Stuttgart - Keine Frage, Fredi Bobic stellt sich der Herausforderung. Mit aufrechter Haltung, entschlossenem Blick und fester Stimme ist der Manager des VfB Stuttgart vor die Cannstatter Kurve getreten, als der Chor der Anhänger nach dem 2:2 gegen Eintracht Braunschweig sein neuestes Lied immer wieder angestimmt hat: „Wir woll’n den Vorstand sehen.“

 

Auch der Präsident Bernd Wahler und der Finanzchef Ulrich Ruf sind gekommen. Doch gesprochen hat vor allem Fredi Bobic. Seine Botschaft über Mikrofon war klar: „Wir schaffen es nur gemeinsam da unten raus!“ Etwa 15 Stunden später gibt es dann eine neue, erweiterte Botschaft: „Wir schaffen es gemeinsam – und mit Huub Stevens als neuem Cheftrainer!“

Dazwischen haben die drei Vorstandsherren des VfB viel geredet und wenig geschlafen. Noch einmal haben sie nach der nächsten Enttäuschung gegen den Tabellenletzten der Fußball-Bundesliga die Argumente hin- und hergeschoben. Wie wenige Tage zuvor, als sie Thomas Schneider nach der achten Niederlage hintereinander noch einmal das Vertrauen ausgesprochen hatten. Für eine letzte Chance – nur durch einen Sieg zu verlängern.

Bobic wirkt gelassen

Als die Partie unentschieden endet, da scheint es, als wisse die Führungsriege wieder nicht, was sie tun solle. Gefangen noch von den Eindrücken des Spiels. Von der verpassten Möglichkeit, das Kellerduell für sich zu entscheiden und so aus der Angstspirale auszubrechen. Denn nach 0:1-Rückstand und bei 2:1-Führung verschießt Christian Gentner einen Foulelfmeter (52.). Hätte er getroffen, dann wäre gegen den Aufsteiger wohl der ersehnte VfB-Erfolg herausgesprungen, Schneider wäre noch Trainer und der Verein hätte seinen oft beschworenen Stuttgarter Weg mit jungen Spielern nicht verlassen müssen.

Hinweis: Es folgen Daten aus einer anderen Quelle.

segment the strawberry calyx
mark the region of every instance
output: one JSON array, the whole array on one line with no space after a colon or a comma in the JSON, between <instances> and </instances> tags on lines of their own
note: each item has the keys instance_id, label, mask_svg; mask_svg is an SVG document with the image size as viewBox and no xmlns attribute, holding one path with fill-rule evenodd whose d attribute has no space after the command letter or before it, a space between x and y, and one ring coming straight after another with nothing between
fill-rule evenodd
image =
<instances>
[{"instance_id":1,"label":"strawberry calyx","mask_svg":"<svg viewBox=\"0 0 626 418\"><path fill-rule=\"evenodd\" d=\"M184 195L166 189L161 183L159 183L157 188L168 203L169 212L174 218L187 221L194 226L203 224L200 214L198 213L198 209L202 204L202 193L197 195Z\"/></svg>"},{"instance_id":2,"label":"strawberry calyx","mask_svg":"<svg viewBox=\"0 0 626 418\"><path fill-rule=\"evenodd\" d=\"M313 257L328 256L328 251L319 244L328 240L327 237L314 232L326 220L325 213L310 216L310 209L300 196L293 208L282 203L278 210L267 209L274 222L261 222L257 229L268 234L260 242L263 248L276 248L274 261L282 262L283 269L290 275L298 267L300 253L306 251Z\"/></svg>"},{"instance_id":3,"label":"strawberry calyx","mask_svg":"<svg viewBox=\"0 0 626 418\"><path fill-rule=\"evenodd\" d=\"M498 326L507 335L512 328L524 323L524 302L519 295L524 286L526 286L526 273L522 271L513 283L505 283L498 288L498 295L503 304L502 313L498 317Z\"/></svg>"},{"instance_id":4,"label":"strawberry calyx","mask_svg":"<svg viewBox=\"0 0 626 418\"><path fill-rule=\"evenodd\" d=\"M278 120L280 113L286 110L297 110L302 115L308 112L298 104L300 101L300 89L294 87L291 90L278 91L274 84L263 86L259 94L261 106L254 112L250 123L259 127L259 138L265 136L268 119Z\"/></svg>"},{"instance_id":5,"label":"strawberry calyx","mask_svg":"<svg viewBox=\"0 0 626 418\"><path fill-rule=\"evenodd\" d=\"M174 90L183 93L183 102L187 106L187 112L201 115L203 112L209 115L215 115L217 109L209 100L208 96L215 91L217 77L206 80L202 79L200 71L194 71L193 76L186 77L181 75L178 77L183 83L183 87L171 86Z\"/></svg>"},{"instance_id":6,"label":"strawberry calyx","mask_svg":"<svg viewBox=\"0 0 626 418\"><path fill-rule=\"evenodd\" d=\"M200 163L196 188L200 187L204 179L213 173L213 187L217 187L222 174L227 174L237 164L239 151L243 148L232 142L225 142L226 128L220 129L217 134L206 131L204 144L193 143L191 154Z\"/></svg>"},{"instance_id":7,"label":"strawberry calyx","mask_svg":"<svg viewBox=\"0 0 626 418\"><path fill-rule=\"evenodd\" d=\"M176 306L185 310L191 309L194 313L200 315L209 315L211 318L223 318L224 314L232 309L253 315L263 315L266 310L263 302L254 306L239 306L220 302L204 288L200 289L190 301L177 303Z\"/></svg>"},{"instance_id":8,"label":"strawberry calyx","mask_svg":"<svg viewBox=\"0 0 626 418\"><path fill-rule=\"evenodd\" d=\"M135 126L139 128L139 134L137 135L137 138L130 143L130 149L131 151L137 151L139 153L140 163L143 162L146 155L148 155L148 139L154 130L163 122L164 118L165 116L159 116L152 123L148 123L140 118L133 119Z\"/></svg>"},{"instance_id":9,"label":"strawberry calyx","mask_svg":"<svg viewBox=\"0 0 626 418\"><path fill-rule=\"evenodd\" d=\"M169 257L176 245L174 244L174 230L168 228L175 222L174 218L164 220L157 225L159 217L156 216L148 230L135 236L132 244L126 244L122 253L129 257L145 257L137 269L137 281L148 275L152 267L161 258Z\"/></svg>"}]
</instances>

Zugegeben, das ist ziemlich viel Konjunktiv für einen Fußballnachmittag. Daran wollten sich die VfB-Verantwortlichen jetzt nicht mehr festhalten. Zumal die Kurvendiskussion in diesen Krisenzeiten auf dem Wasen eine neue Dynamik entfaltet hat. „Wir haben uns aber von dem Rummel nicht treiben lassen“, sagt Bobic. Er sagt es ruhig, besonnen. Was vielleicht nicht seinem Naturell, aber seiner Überzeugung entspricht. Der Manager geht gerne antizyklisch vor: Je mehr es um ihn herum brodelt, desto gelassener gibt er sich.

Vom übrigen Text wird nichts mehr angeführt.